The Dow Jones Industrial Average finished down 1.6 percent at 24,206.86, pulling back from the 3.9 percent surge Monday.
The broad-based S&P 500 dropped 1.1 percent to 2,922.94, while the tech-rich Nasdaq Composite Index shed 0.5 percent to 9,185.10.
It is not unusual to see a pullback in stocks after a big rally, but a high-profile Capitol Hill hearing highlighted lingering concerns on how to safely revive the economy, analysts said.
US Treasury Secretary Steven Mnuchin warned the US economy risks suffering "permanent damage" the longer the lockdown to contain the COVID-19 pandemic drags on.
The White House has urged states to reopen their economies as quickly as is safely possible and has not embraced the need to approve additional fiscal support right now -- a stance taken by congressional Democrats.
Federal Reserve Chair Jerome Powell has in recent days suggested that more will be needed to ease the unprecedented economic pain, but was careful during the hearing not to stray into recommending more spending -- the purview of Congress.
FHN Financial's Chris Low said the partisan divide suggested there will not be a fast agreement to provide more funds to cash-strapped states, "an essential part of laying groundwork for a quick recovery," he said.
"You're not going to get that aid if the two parties can't work together," Low said.
The market also fell following an article in Stat News, which focuses on health and medicine, expressing skepticism over Monday's announcement by Moderna about favorable results on a phase 1 test for a coronavirus vaccine.
Moderna's announcement, which was a major catalyst in Monday's rally, "revealed very little information" and no data about the vaccine, the report said.
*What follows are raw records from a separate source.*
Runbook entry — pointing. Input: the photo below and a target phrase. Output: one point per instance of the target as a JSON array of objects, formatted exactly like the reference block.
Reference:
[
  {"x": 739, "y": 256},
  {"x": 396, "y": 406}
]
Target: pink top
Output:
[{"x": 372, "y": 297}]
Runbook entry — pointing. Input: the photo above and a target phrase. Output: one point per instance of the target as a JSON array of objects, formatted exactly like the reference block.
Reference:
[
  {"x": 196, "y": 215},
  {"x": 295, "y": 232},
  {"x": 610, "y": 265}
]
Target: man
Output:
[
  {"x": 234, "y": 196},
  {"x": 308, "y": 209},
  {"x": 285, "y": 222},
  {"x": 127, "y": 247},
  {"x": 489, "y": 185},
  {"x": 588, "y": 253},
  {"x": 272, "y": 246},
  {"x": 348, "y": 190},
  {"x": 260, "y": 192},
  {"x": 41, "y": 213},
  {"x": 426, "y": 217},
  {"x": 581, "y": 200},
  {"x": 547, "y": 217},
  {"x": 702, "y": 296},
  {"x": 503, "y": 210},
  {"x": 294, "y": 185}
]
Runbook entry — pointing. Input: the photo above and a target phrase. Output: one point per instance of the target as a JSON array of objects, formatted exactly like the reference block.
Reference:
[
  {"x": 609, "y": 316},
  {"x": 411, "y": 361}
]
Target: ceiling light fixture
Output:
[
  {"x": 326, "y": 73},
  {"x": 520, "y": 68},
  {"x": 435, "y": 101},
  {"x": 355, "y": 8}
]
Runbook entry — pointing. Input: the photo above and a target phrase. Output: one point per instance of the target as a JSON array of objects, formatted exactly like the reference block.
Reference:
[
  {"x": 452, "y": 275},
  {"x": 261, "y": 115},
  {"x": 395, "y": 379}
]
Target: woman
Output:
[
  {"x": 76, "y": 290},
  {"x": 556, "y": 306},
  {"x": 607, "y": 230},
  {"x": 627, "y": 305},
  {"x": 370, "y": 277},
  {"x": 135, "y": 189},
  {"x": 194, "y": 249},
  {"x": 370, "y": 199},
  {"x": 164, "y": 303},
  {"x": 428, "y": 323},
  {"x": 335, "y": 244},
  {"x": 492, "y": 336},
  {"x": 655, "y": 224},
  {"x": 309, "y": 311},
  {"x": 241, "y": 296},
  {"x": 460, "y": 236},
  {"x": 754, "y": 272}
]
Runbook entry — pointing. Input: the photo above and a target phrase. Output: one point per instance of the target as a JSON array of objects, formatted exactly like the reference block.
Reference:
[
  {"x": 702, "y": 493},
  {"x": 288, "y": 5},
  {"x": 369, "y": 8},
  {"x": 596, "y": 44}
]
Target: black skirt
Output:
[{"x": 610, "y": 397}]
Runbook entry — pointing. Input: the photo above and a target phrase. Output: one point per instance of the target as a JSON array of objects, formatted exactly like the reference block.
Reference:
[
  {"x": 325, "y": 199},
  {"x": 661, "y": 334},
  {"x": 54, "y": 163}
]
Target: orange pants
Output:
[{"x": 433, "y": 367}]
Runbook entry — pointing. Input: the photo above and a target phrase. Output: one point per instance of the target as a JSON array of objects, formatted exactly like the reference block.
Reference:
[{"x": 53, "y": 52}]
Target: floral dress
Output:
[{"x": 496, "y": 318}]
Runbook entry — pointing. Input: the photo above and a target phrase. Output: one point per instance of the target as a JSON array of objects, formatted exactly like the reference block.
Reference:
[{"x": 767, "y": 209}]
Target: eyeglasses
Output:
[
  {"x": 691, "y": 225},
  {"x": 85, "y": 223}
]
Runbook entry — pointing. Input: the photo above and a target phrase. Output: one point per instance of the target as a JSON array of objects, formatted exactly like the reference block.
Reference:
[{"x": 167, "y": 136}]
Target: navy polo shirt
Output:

In Tuesday's session, Southwest Airlines rose 2.2 percent as it reported a "modest improvement" in demand in May after bookings more than offset cancelations for the first time since the COVID-19 crisis.
Retail giant Walmart finished 2.1 percent lower after giving up early gains. The company reported higher profits on a surge in demand for groceries and other essential items, but said it suffered $900 million in COVID-19 related expenses in the first quarter.
Kohl's slid 7.7 percent as it reported a first-quarter loss of $541 million due to a hit from coronavirus lockdowns that shuttered stores.